Figure 3Receiver operating characteristic AUC values for 30 highest rated by AUC pathway markers.
Pathway markers of responders/non-responders to paclitaxel for ERN HER2P (left) and ERN HER2N (right) breast cancer treatment were obtained using iPANDA. Up and downregulated pathways in responders group compared with non-responders group are shown in red and blue, respectively. The saturation of the colour denotes to corresponding AUC value. The same signalling pathways are found to be markers of responders/non-responders to paclitaxel treatment for four (ERN HER2P) or five (ERN HER2N) independent data sets obtained from GEO. Nineteen and eight pathway markers for ERN HER2P and ERN HER2N breast cancer, respectively, demonstrate AUC values higher than 0.7 for all data sets examined.
Figure 4Common marker pathway (CMP) index for responders/non-responders to paclitaxel treatment of ERN HER2P and ERN HER2N breast cancer types.
The index is calculated for four independent data sets obtained from GEO (GSE20194, GSE20271, GSE32646 and GSE50948) for each cancer type. Index demonstrates the robustness of the pathway marker lists between data sets. Independent application of the gene modules and topological coefficients did not improve the robustness of the algorithm for estimation of pathway activation; however, combined application resulted in significant improvement.
Training and validation data sets used in paclitaxel neoadjuvant therapy sensitivity prediction experiment in breast cancer patients.
| ERN HER2P | GSE20194, GSE20271 | 38 | GSE32636, GSE50948 | 57 |
| ERN HER2N | GSE20194, GSE20271 | 108 | GSE32646, GSE41998, GSE50948 | 115 |
| All cancer types | GSE20194, GSE20271 | 285 | GSE22513, GSE32646, GSE41998, GSE50948 | 299 |
Figure 5Performance of random forest models for paclitaxel sensitivity prediction in breast cancer patients.

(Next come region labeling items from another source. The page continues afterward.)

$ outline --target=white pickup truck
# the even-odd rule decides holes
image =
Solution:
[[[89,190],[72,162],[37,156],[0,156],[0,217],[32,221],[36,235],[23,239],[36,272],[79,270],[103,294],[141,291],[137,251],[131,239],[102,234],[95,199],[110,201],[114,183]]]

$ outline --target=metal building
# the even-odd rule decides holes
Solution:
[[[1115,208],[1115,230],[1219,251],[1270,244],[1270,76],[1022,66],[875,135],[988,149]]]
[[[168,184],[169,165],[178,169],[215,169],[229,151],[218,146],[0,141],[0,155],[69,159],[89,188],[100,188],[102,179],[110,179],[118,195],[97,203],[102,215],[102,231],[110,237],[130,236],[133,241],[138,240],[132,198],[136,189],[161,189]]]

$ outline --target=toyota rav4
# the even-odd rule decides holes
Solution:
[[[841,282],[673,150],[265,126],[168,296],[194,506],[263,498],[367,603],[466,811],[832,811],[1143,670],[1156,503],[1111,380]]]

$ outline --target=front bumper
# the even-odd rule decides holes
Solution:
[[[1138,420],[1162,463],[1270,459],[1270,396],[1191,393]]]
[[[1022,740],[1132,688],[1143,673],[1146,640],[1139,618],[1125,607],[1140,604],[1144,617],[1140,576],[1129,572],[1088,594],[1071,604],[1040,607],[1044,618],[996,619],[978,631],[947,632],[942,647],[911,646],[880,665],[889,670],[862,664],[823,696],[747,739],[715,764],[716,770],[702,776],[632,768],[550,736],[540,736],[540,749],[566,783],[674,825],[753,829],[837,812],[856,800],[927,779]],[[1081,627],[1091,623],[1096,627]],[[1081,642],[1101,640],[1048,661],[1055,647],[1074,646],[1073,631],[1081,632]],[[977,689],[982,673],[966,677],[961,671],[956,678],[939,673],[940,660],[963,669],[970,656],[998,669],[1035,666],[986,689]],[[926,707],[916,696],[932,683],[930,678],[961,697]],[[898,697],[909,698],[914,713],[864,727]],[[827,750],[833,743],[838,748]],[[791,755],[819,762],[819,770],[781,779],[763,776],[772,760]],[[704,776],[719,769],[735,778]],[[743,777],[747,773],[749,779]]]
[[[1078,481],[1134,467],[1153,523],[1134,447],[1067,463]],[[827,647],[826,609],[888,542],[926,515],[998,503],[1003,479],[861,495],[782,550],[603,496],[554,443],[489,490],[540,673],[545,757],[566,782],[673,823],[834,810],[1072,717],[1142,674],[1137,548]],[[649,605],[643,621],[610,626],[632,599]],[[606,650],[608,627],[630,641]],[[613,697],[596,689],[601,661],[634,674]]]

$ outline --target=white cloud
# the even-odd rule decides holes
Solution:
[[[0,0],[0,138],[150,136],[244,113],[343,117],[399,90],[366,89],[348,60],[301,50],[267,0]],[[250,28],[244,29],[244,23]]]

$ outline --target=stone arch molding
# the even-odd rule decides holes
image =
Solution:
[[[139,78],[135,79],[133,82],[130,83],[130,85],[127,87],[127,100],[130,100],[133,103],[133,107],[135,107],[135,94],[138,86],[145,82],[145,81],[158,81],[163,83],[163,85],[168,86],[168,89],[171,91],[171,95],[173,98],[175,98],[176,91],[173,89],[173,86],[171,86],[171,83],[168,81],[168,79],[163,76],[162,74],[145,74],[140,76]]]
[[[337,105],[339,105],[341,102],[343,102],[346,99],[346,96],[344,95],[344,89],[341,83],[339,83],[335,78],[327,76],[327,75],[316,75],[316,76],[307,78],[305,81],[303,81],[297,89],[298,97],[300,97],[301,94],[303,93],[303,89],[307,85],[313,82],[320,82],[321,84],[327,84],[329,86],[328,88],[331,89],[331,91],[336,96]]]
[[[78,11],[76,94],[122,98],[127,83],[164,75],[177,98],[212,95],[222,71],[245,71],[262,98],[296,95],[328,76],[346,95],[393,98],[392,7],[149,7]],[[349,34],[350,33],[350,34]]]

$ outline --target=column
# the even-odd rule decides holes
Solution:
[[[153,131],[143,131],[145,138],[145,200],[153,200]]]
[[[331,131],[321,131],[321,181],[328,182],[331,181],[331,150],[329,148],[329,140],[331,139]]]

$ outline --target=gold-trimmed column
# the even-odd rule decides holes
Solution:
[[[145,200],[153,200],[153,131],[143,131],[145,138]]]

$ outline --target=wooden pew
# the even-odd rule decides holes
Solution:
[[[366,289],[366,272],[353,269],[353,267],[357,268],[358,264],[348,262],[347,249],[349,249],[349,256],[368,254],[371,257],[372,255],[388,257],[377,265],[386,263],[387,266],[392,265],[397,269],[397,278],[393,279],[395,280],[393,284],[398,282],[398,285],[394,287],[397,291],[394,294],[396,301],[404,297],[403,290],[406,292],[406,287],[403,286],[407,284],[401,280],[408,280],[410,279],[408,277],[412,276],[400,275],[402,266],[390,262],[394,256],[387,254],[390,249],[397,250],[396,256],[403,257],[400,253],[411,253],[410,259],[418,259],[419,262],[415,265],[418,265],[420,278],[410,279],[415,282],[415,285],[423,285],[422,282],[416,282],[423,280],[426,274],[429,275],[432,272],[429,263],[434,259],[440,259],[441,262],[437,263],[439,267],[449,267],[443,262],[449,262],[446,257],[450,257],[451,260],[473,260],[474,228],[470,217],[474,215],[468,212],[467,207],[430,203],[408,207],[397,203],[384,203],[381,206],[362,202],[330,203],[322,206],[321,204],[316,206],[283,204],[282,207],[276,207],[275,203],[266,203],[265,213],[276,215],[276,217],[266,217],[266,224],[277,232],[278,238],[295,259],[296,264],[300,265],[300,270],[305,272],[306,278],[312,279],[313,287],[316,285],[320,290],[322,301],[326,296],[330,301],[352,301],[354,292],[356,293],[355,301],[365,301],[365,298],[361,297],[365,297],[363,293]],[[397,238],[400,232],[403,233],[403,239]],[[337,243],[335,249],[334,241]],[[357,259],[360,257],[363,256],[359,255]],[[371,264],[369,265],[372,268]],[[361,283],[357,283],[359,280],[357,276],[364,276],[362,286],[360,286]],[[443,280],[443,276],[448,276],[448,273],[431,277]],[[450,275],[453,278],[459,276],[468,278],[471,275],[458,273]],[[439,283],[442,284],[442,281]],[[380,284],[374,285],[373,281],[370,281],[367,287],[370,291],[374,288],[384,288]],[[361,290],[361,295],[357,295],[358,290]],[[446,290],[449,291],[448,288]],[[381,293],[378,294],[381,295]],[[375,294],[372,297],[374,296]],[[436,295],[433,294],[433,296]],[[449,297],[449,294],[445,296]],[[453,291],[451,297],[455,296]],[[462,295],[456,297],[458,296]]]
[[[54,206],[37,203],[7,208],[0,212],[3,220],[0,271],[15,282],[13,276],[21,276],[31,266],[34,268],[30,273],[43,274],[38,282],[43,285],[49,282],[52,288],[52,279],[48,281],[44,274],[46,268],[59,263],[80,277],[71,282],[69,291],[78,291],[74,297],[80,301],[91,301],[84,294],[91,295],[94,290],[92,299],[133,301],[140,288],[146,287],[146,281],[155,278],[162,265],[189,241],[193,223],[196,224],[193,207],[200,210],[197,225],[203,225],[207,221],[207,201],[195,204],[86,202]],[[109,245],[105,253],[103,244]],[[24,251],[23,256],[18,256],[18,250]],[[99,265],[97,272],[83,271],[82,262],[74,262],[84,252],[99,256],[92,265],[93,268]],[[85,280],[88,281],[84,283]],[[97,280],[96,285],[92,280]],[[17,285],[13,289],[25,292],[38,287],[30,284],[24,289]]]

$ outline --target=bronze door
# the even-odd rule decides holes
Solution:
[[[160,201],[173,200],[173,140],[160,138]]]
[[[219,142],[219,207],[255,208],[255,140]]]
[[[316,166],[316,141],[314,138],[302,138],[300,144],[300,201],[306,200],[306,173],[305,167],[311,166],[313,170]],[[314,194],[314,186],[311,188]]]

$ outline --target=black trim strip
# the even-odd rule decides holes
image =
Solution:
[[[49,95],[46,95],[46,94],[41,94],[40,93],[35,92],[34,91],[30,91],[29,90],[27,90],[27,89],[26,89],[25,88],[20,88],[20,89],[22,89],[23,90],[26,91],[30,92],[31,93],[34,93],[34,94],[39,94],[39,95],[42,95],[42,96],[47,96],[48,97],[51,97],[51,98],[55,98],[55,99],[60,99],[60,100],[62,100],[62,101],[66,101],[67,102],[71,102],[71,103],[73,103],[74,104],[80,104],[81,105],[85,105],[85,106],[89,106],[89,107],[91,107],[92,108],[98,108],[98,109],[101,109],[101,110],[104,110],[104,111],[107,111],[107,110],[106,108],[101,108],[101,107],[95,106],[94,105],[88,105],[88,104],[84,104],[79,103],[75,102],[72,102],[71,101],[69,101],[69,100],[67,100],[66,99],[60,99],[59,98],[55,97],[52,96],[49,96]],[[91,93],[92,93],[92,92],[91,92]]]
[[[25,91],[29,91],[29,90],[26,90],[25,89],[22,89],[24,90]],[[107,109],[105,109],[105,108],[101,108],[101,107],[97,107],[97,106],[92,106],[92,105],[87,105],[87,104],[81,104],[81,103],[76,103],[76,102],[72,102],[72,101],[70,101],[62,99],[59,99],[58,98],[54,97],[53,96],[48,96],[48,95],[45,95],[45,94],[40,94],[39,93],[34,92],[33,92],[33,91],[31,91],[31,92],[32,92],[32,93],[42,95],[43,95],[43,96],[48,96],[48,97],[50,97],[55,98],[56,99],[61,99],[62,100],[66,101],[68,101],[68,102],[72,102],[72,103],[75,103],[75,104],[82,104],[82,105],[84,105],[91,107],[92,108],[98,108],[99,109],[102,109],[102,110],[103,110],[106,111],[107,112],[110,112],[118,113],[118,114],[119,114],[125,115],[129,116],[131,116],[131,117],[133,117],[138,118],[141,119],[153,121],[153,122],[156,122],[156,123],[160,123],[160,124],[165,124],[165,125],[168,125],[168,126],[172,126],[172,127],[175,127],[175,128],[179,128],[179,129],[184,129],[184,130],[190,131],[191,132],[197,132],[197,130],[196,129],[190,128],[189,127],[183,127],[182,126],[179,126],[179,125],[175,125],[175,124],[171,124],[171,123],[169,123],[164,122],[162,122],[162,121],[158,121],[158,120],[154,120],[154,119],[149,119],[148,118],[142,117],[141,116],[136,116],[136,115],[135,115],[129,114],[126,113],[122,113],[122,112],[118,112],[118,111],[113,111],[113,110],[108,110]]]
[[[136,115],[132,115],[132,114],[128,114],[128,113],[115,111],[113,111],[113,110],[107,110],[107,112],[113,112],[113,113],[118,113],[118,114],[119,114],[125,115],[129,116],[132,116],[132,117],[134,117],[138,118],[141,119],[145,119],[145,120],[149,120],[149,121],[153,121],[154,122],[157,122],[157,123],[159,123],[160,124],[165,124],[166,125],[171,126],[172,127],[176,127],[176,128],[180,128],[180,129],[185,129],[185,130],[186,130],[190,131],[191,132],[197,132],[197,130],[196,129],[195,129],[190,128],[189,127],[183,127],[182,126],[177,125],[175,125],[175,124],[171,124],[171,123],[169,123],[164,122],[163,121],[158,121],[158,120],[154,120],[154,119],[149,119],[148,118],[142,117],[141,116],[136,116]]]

Models were built in respect to three distinct end points: sensitivity of ERN HER2P cancer type, ERN HER2N type and all breast cancer types mixed. The models were trained using iPANDA, SPIA, GSEA, ssGSEA, PLAGE and DART pathway activation (enrichment) scores and gene-level data including: gene expression values for all genes (logGE), fold changes of tumour samples relative to the mean of paired normal samples for all genes (logFC), gene expression for differential genes only (genes are considered differentially expressed if t-test P value was <0.05 between tumour and normal samples, logDGE) and fold changes for differential genes only (logDFC). MCC, specificity and sensitivity performance metrics are shown for each model.